Empecé a escribir este texto de varias formas distintas. Una como celebración de mi vuelta a las letras. No funcionaba. Otra como disertación sobre la increíble dureza de los viajes en la Edad Media. Funcionaba aún menos. Y seguía dándole. Y seguía sin funcionar... hasta que me di cuenta de por qué: un texto, una crítica, no puede simplemente ser una sucesión de párrafos que más o menos giren sobre un mismo tema. Tiene que ser un todo cohesionado, una estructura en la que todas sus piezas estén colocadas con un sólo propósito: que funcione. "Ahora sí", pensé, "ahora tengo el tema y lo voy a hacer funcionar". Espero.
Y es que, a la hora de la verdad, Outward, igual que todos los videojuegos, es un conjunto de sistemas que funcionan más o menos bien y que terminan conformando un todo relativamente jugable. Cómo interaccionan, la cuantía de estos o la percepción que de ellos tiene el jugador es, por supuesto, muy variable dependiendo de a qué título nos enfrentemos, porque pese a que Metal Gear Solid 3: Snake Eater y Pong estén emparentados por el término videojuego, se parecen como un huevo a una granada de mano.

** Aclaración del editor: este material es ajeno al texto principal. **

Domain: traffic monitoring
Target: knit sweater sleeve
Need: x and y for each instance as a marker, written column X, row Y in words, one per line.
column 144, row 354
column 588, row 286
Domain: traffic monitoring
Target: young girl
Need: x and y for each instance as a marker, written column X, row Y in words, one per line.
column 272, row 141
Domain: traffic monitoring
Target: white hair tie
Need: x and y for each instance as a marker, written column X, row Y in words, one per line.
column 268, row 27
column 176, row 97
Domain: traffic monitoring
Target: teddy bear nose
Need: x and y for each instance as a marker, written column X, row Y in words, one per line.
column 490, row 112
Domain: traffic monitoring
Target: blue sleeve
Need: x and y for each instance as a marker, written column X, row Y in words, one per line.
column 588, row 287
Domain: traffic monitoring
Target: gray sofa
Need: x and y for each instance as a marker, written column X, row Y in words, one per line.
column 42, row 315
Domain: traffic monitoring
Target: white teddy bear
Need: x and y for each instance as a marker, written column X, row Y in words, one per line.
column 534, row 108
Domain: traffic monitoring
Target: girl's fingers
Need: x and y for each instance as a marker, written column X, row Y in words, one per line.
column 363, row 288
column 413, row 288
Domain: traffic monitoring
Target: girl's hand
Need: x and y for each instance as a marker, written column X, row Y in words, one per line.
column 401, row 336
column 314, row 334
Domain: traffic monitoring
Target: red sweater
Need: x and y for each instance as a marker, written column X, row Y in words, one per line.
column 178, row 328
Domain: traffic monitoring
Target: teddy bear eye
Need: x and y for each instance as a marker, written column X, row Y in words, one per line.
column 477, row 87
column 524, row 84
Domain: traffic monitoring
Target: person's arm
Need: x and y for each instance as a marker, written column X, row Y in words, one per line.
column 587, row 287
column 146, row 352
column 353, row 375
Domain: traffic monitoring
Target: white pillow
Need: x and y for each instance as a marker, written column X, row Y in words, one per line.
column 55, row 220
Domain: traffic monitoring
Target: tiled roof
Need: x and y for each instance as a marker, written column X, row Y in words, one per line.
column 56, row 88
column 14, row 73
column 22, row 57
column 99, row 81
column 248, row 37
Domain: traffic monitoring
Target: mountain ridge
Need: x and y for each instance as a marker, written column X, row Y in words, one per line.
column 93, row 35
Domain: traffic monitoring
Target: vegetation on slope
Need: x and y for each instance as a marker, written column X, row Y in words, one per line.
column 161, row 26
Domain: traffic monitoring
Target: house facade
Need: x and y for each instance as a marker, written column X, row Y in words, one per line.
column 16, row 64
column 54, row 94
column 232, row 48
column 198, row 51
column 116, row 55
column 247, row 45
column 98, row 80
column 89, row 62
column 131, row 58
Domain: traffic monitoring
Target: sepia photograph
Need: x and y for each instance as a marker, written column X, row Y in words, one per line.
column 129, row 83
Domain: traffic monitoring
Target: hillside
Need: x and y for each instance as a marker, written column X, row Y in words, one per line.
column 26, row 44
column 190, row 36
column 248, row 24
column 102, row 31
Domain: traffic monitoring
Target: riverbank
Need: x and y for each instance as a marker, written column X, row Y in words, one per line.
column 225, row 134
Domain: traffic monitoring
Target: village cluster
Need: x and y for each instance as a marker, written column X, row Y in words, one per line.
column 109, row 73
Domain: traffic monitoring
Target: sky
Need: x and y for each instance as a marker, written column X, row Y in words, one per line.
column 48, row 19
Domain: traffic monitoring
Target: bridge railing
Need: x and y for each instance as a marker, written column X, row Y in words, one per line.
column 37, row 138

La mención a Snake Eater no es gratuita, no ya porque sea uno de los videojuegos que mejor ejemplifican la perfecta comunión entre una amplia gama de sistemas jugables, sino por el hecho de que dentro de sus múltiples propuestas engloba la que ha venido a llamarse "supervivencia". Esto es, procurarnos por nuestros propios medios los recursos necesarios para poder sobrevivir en un entorno hostil. Y si menciono el término "supervivencia" es porque en Outward todas las mecánicas están encaminadas a hacer que experimentemos esa sensación de forma constante.